Announcement

Collapse
No announcement yet.
X
  • Filter
  • Time
Clear All
new posts

    Help debugging server timeout

    I'm trying to track down a bug that results in a server timeout. The server log shows a queue of DSRequests coming in from the client to populate a bunch of different SelectItems based on optionDataSource tags in various ds.xml files. In one case the queue has 11 entries and in another there are 7. Oddly, there are two instances of each queue.

    I'm using a subclass of IDACall and have overridden handleDSRequest and inserted a System.out.println() before and after each call to super.handleDSRequest(). Every request in the queue processes just fine, but then I see this in the server log, followed by a long wait.
    Code:
    === 2010-10-18 18:02:14,868 [l0-8] DEBUG RPCManager - Content type for RPC transaction: text/plain; charset=UTF-8
    === 2010-10-18 18:02:14,873 [l0-8] DEBUG RPCManager - non-DMI response, dropExtraFields: false
    === 2010-10-18 18:02:14,877 [l0-8] DEBUG RPCManager - non-DMI response, dropExtraFields: false
    === 2010-10-18 18:02:14,883 [l0-8] DEBUG RPCManager - non-DMI response, dropExtraFields: false
    === 2010-10-18 18:02:14,888 [l0-8] DEBUG RPCManager - non-DMI response, dropExtraFields: false
    === 2010-10-18 18:02:14,891 [l0-8] DEBUG RPCManager - non-DMI response, dropExtraFields: false
    === 2010-10-18 18:02:14,894 [l0-8] DEBUG RPCManager - non-DMI response, dropExtraFields: false
    === 2010-10-18 18:02:14,899 [l0-8] DEBUG RPCManager - non-DMI response, dropExtraFields: false
    === 2010-10-18 18:02:14,915 [l0-8] DEBUG RPCManager - non-DMI response, dropExtraFields: false
    === 2010-10-18 18:02:14,919 [l0-8] DEBUG RPCManager - non-DMI response, dropExtraFields: false
    === 2010-10-18 18:02:14,925 [l0-8] DEBUG RPCManager - non-DMI response, dropExtraFields: false
    === 2010-10-18 18:02:14,931 [l0-8] DEBUG RPCManager - non-DMI response, dropExtraFields: false
    Then, after a few minutes I see these messages appear in the server log.
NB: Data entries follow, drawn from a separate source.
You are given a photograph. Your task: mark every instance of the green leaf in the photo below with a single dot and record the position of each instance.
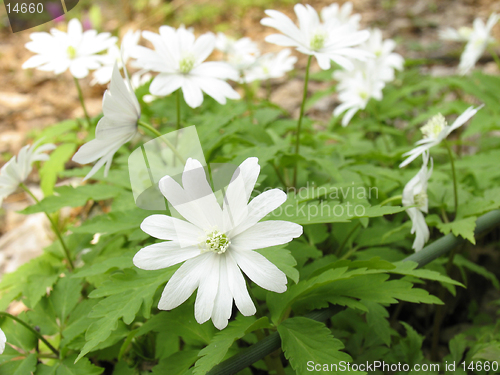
(51, 168)
(305, 340)
(214, 353)
(462, 227)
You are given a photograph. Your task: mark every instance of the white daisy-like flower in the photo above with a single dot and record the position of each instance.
(478, 38)
(118, 126)
(216, 243)
(18, 168)
(327, 41)
(415, 194)
(75, 50)
(3, 341)
(341, 15)
(179, 58)
(435, 131)
(271, 65)
(115, 55)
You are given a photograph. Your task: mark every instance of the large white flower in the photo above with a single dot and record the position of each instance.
(18, 168)
(271, 65)
(216, 243)
(327, 41)
(118, 126)
(435, 131)
(179, 58)
(415, 194)
(75, 50)
(115, 55)
(478, 38)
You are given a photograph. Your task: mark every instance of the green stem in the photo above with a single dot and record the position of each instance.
(82, 101)
(455, 187)
(22, 322)
(299, 123)
(178, 109)
(54, 228)
(163, 138)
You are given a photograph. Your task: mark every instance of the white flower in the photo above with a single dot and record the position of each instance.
(76, 50)
(179, 58)
(435, 130)
(341, 15)
(271, 66)
(17, 169)
(3, 341)
(478, 38)
(415, 194)
(216, 243)
(118, 126)
(326, 41)
(115, 55)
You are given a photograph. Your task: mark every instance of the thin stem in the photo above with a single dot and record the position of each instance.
(54, 228)
(22, 322)
(299, 123)
(455, 187)
(178, 109)
(82, 101)
(164, 139)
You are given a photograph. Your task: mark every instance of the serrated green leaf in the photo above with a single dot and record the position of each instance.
(214, 353)
(305, 340)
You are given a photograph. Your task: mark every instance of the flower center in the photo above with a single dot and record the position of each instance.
(71, 51)
(318, 40)
(186, 64)
(434, 126)
(216, 242)
(420, 199)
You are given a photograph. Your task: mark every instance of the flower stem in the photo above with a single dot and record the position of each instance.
(299, 123)
(164, 139)
(54, 227)
(82, 101)
(454, 175)
(178, 100)
(22, 322)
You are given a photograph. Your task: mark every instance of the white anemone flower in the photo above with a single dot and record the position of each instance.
(415, 194)
(216, 243)
(478, 38)
(435, 131)
(3, 341)
(271, 65)
(75, 50)
(118, 126)
(326, 41)
(179, 58)
(115, 55)
(18, 168)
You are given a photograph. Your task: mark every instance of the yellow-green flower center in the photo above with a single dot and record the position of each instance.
(434, 126)
(71, 51)
(216, 242)
(318, 40)
(186, 64)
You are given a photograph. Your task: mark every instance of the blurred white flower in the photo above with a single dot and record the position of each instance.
(179, 58)
(18, 168)
(341, 15)
(216, 243)
(271, 65)
(75, 50)
(118, 126)
(415, 194)
(114, 55)
(478, 38)
(368, 78)
(435, 131)
(327, 41)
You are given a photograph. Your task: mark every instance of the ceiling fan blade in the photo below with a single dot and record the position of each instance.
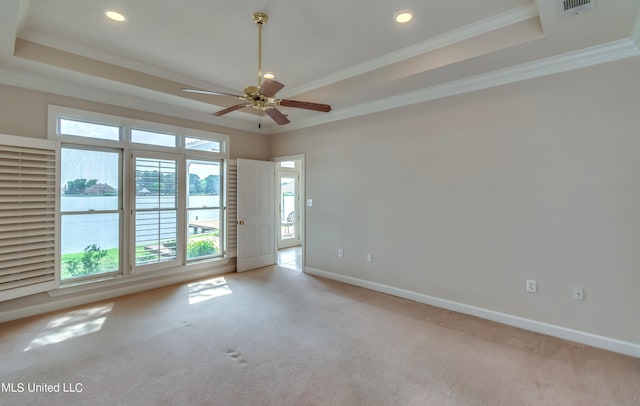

But by then the client has stopped waiting for a response.
    Code:
    === 2010-10-18 18:08:31,182 [l0-0] INFO  Compression - /ipgui/sc/IDACall: 1698435 -> 72214 bytes
    200 - POST /ipgui/sc/IDACall?isc_rpc=1&isc_v=SC_SNAPSHOT-2010-10-03&isc_xhr=1&isc_tnum=14 (127.0.0.1) 72214 bytes
    === 2010-10-18 18:08:57,096 [l0-5] INFO  Compression - /ipgui/sc/IDACall: 1672316 -> 76846 bytes
    200 - POST /ipgui/sc/IDACall?isc_rpc=1&isc_v=SC_SNAPSHOT-2010-10-03&isc_xhr=1&isc_tnum=11 (127.0.0.1) 76846 bytes
    === 2010-10-18 18:09:04,877 [l0-8] INFO  Compression - /ipgui/sc/IDACall: 1672316 -> 76846 bytes
    200 - POST /ipgui/sc/IDACall?isc_rpc=1&isc_v=SC_SNAPSHOT-2010-10-03&isc_xhr=1&isc_tnum=12 (127.0.0.1) 76846 bytes
    === 2010-10-18 18:09:06,420 [l0-4] INFO  Compression - /ipgui/sc/IDACall: 1698435 -> 72214 bytes
    200 - POST /ipgui/sc/IDACall?isc_rpc=1&isc_v=SC_SNAPSHOT-2010-10-03&isc_xhr=1&isc_tnum=13 (127.0.0.1) 72214 bytes
    Looking at the client side log doesn't tell me much more than that the client waited approximately 3 minutes and then threw a server timeout error. Eventually the response comes back to the client, but by then the client can't match it back up with a transaction it is waiting for so I see these messages in the client side log.
    Code:
    18:08:31.193:XRP0:WARN:RPCManager:performTransactionReply: No such transaction 14
    18:08:57.111:XRP1:WARN:RPCManager:performTransactionReply: No such transaction 11
    18:09:04.932:XRP2:WARN:RPCManager:performTransactionReply: No such transaction 12
    18:09:06.502:XRP3:WARN:RPCManager:performTransactionReply: No such transaction 13
    How can I find out where the server is getting hung up? I can see that the problem is not with the actual queries running against the database server since those return in a reasonable amount of time.

    #2
    Those responses look to be over 1MB - were you expecting that volume of data? If not, what may be happening is runaway serialization of a large Java structure you are providing as a response.

    Comment


      #3
      I was surprised at the size of the responses as well. The SELECTs are the auto-generated ones to fill SelectItems based on their optionDataSource which in all cases is a fairly standard SQL data source. It seems to be loading the entire file instead of using paging. What might cause that? As I said, there isn't anything very special about the data sources. At least one of them is being used in another context to fill a ListGrid which exhibits the normal paging behavior.

      Comment


        #4
        Does the fact that the queues of requests that are timing out also look to be duplicated ring any bells? In other words, if I look at the SC dev console I first see transaction #12 which is a queue of 11 requests. The "Component" column shows <undefined> followed by a field name (the field has an optionDataSource specified in the ds.xml). In some cases there are multiple field names listed when multiple fields use the same optionDataSource. All 11 requests show Status "Success".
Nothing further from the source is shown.